Aku tertawa melihat tingkah laku rendi yang keasinan. Akhirnya rendi menelanya. Wajahnya meringis keasinan dan matanya berkedip-kedip.
“Kamu apaan sih nda, emang aku salah apa ke kamu, bercandamu kelewatan”.
“Itu balasanya kalau nyuntik orang sembarangan, ini belum seberapa tunggu saja balasanku selanjutnya”. Aku sambil beranjak dari dudukku.
“Tapi itu kan demi kamu juga nda”. Rendi beranjak dari duduknya dan berdiri di depanku.
“Bodo amat, aku tanpa barang gituan juga sembuh sendiri”. Dengan sigap aku berbalik arah dan meninggalkan rendi.
****
Dua hari ku nikmati perkemahan ini dengan penuh canda, senyum dan sakit. Aku merasa bahagia di antara teman-teman yang sudah ku anggap keluarga ini, tak lupa candaan terus ku terima dari mulut rendi, walaupun rendi masih kesal karena tihkahku kemarin. Kita pun akhirnya kita pulang dan dengan pengalaman yang telah terukir.
Aku tetap pulang bersama rendi, riri dan loli.
“Nda jangan lupa istirahat dan minum vitamin”.
“Heemmm...makasih” kataku sambil keluar dari mobil menutup pintu mobil.

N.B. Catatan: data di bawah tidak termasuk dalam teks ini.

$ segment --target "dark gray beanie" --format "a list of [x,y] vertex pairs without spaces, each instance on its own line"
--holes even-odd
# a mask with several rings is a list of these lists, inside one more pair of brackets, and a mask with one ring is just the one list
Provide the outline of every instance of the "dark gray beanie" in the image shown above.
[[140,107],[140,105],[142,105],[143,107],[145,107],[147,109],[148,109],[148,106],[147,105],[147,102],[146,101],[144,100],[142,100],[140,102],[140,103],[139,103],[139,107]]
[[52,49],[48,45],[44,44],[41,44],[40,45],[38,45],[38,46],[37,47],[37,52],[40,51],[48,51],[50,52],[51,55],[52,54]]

Aku langsung mandi dan istirahat di kamar, badan rasanya ingin sekali di letakkan di kasur setelah dua hari tidur tanpa kasur. Aku masih berfikiran tentang balas dendam ke rendi, akhirnya aku punya ide untuk tetap balas dendam.
Ku raih ponsel di meja, aku langsung bbm riri untuk minta pin bbm nya rendi, setelah sekian lama aku kenal sama rendi baru kali ini aku minta pinnya rendi, untuk balas dendam.
“Akhirnya di acc juga sama rendi”. Kata ku dalam hati.
Ku kirim gambar bola ke bbmnya rendi, ku kirim lagi setelah dia melihatnya sampai dia meresponya.
Ponsel di tanganku pun bergetar dan balasan dari rendi, “Kamu apaan sih Nda ngirimin gambar gituan, istirahat sana”. Aku langsung membalasnya dengan gambar bola lagi tanpa balasan kata-kata. Dia tetap membalasnya, “kurang puas kemarin udah jailin aku sekarang ngirimin gambar ginian”. Aku tetap membalas dengan gambar bola. “Oke deh maafin aku, sekarang stop ngirimin gambar gituan”. Akhirnya dengan berat hati aku berhenti mengirim gambar tersebut.
“Oke untuk saat ini stop dulu, tapi besok ato lusa lihat aja, bakalan lebih seru dari pada ini, mungkin ini dunia maya, tapi besok aku bales dengan dunia nyata, hahaha”. Aku berbicara dengan ponselku sendiri dan menganggapnya itu rendi.